Он выуживает теплую мягкую плюшку, покрытую сахаром, и откусывает добрую половину. Щурится — нежная сдоба тает во рту. Гэвин не говорил никогда, что любит сладкое. Так, баловался порой пончиками в участке, но скажите, кто там только этого не делал, а жестянка углядел что-то, провел свой анализ или что-то в этом духе — и вот. Пользуется маленькой слабостью при любом удобном случае. Сахарный дилер.
Диод почему-то вдруг перетекает из голубого в желтый — это бросается в глаза. Коннор улыбается вежливо и слабо.
— Что-то случилось? — Гэвин слизывает липкую сладость с пальцев.
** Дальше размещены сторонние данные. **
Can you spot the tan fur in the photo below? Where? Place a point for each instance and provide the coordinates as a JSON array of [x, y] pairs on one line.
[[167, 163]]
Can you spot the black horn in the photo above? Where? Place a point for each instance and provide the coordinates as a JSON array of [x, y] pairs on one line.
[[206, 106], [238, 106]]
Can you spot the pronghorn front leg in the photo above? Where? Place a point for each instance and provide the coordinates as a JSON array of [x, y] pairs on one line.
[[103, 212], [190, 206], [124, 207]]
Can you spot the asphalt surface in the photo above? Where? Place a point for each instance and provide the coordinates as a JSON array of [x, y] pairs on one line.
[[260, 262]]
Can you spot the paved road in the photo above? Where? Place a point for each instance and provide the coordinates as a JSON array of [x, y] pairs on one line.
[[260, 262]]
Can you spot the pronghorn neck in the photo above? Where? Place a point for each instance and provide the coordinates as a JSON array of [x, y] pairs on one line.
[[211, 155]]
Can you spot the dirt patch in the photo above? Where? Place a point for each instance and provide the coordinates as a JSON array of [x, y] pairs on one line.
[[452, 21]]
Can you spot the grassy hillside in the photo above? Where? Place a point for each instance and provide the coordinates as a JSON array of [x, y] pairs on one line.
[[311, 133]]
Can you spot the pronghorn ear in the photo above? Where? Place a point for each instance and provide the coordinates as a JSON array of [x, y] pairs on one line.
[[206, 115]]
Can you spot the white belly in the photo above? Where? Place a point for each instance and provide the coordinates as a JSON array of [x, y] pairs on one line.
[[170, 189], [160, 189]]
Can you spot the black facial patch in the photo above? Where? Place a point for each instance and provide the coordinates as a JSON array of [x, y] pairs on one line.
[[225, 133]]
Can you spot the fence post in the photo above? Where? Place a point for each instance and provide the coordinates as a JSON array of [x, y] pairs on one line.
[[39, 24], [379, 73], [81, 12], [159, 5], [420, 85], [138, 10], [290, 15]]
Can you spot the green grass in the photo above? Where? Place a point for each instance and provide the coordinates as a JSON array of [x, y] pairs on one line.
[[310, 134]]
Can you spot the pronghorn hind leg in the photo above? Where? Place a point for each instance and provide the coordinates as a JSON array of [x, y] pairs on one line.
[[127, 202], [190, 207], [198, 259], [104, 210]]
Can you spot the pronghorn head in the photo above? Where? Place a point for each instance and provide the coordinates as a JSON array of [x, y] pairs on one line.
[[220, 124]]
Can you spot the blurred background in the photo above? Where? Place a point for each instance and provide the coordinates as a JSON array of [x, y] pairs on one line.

Деловито он поглядывает на непроницаемое бледное лицо.
— Ничего, — поспешно отзывается тот и добавляет хитро. — Ничего, детка.
Дьявол.
Гэвин замирает. Так и останавливается с мокрым пальцем на языке, хмурит брови, сводит их к самой переносице, но даже сам себе не кажется угрожающим или злым.
— Блять, Коннор, — шумно выдыхает и вытирает палец о салфетку.
— Почему ты не говорил, что тебе нравится, солнце?
— Коннор, блять!
Щеки снова красные. Во рту сухо.
Они смотрят друг другу в глаза по меньшей мере с полминуты. Коннор улыбается и выглядит дьявольски расслабленным и довольным — Гэвин наоборот хищно раздувает ноздри и поднимает плечи. Внутри все ходит ходуном и становится так-то ясно, что упираться дальше не стоит.
— Зайка? — Коннор наклоняет голову, диод на его виске слабо мигает голубым. — Счастье мое? Драгоценность? Кочерыжечка?
Плотину пробивает. Гэвин отодвигает в сторону коробку — он едва сдерживается — и, как только освобождает себе место, буквально складывается на столешницу и хохочет. Бьёт ладонью по колену, трясется и никак не может остановиться. Кочерыжечка. Ну Коннор, сукин сын!
— Гэвин?
— Ой заткнись, — он хрюкает и украдкой вытирает выступившие на глаза слезы, — «Кочерыжечка»? Серьезно?
Когда Гэвин поднимает голову, он натыкается на широкую улыбку. Коннор держит руки на столе и не сводит внимательного взгляда с его лица, брови приподняты, сведены домиком, а скин настолько проработанный, что даже имитирует маленькие морщинки на лбу.
— Я пытался действовать по аналогии с другими милыми кличками, составляя это слово, — невинно поясняет он и хлопает ресницами, продолжая тем не менее довольно улыбаться.
— Пиздишь, ты специально.
Гэвин ухмыляется весело и подпирает ладонью щеку. Вальяжно растекается по столу, разглядывая Коннора снизу вверх. Тот делает неуловимое движение губами и кивает с ещё более невинным видом:
— Возможно. Котик.
Та самая нелепая нежность заливает Гэвина с головой. Хочется послать, сказать, что Коннор с такими приколами может катиться нахер, но вместо этого он вздыхает как-то особенно тяжело и ерошит подсохшие волосы у затылка.
— Иди уже сюда, засранец, — он приподнимается, вытягивается над столом и за галстук тянет Коннора к себе. Целует в жестковатые губы и ворчит. — Только попробуй кому-нибудь рассказать.
— Я могила.
Коннор подмигивает и сам тянется вперед.